Why the Revision Was Initiated
The new rates were notified through Valuation Ruling 2022/2025, replacing the earlier Ruling 1962/2025. The development came after M/s. Fine Daily (Pvt) Ltd., a local importer, challenged the earlier determination under Section 25D of the Customs Act, 1969.
On review, the Director General of Customs Valuation found merit in the request and sent the case back for fresh examination, directing that all stakeholders be given an opportunity to present evidence.
Stakeholders Present Conflicting Views
Fine Daily argued that its imported consignments reflected higher actual values, presenting invoices and supporting documentation. The company also positioned itself as a major player in the market. However, official data later showed that its share of total imports was only around 2.8%, undercutting its claim of market dominance.
Other businesses in the sector painted a different picture, highlighting the squeeze caused by the strong U.S. dollar, inflation, and shrinking demand. They urged the Directorate to align valuations with prevailing global raw material prices, which they argued would better reflect current market realities.

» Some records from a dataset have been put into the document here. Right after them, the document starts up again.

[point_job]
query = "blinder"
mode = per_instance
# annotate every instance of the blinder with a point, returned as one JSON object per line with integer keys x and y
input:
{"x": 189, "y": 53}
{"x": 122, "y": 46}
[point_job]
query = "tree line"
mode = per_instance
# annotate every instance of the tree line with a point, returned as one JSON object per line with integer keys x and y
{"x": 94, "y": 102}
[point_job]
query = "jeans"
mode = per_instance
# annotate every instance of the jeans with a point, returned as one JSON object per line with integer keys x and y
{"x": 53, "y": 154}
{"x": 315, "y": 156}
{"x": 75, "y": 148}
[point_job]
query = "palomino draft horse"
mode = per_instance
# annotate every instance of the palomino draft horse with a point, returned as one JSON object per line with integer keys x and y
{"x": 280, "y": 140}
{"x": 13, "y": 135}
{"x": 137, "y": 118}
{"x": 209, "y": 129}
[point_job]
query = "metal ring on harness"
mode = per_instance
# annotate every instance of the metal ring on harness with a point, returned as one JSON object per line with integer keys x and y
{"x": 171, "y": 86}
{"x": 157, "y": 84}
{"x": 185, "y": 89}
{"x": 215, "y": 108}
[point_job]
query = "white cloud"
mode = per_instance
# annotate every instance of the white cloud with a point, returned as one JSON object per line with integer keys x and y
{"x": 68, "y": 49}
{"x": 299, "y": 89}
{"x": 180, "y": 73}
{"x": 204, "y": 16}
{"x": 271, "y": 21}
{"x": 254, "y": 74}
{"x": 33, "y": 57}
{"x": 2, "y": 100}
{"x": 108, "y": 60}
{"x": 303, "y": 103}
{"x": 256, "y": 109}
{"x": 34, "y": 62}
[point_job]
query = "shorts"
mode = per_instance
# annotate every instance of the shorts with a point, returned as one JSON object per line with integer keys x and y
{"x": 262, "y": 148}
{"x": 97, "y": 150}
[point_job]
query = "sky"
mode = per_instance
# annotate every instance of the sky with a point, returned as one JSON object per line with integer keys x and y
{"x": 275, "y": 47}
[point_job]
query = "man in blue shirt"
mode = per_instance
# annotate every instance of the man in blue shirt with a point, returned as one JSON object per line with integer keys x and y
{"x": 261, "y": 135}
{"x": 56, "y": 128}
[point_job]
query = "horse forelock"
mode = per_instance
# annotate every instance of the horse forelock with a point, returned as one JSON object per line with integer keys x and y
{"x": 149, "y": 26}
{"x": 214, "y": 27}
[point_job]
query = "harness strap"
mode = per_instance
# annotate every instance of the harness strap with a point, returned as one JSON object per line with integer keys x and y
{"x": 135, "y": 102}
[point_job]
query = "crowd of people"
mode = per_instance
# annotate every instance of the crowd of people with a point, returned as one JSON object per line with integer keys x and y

How the Reassessment Was Carried Out
Officials say the valuation process considered several factors beyond the submissions of individual companies. These included:
- International raw material price trends
- Costs added through local processing and manufacturing
- Market intelligence and survey data
The Directorate emphasized that the reassessment was based on verifiable evidence and conducted in line with Section 25 of the Customs Act, ensuring transparency and objectivity.
The Outcome
After reviewing trade data—including Fine Daily’s four consignments imported under the Export Facilitation Scheme in May 2025—the Directorate concluded that the company’s declared values (ranging from US$2.04/kg to US$2.72/kg) did not provide a reliable benchmark for the wider industry.
Instead, customs officials used a combination of domestic and international pricing data, adjusted for value addition, to finalize the revised customs values now in effect.
Why This Matters
Tin cans, though a seemingly niche import, are an essential input for Pakistan’s packaging and food processing sectors. Accurate customs valuation plays a key role in preventing under-invoicing, ensuring fair competition, and maintaining government revenue streams.
The new ruling also reflects the growing emphasis on evidence-based valuation methods, as the FBR seeks to balance government revenue needs with the cost pressures faced by import-dependent industries.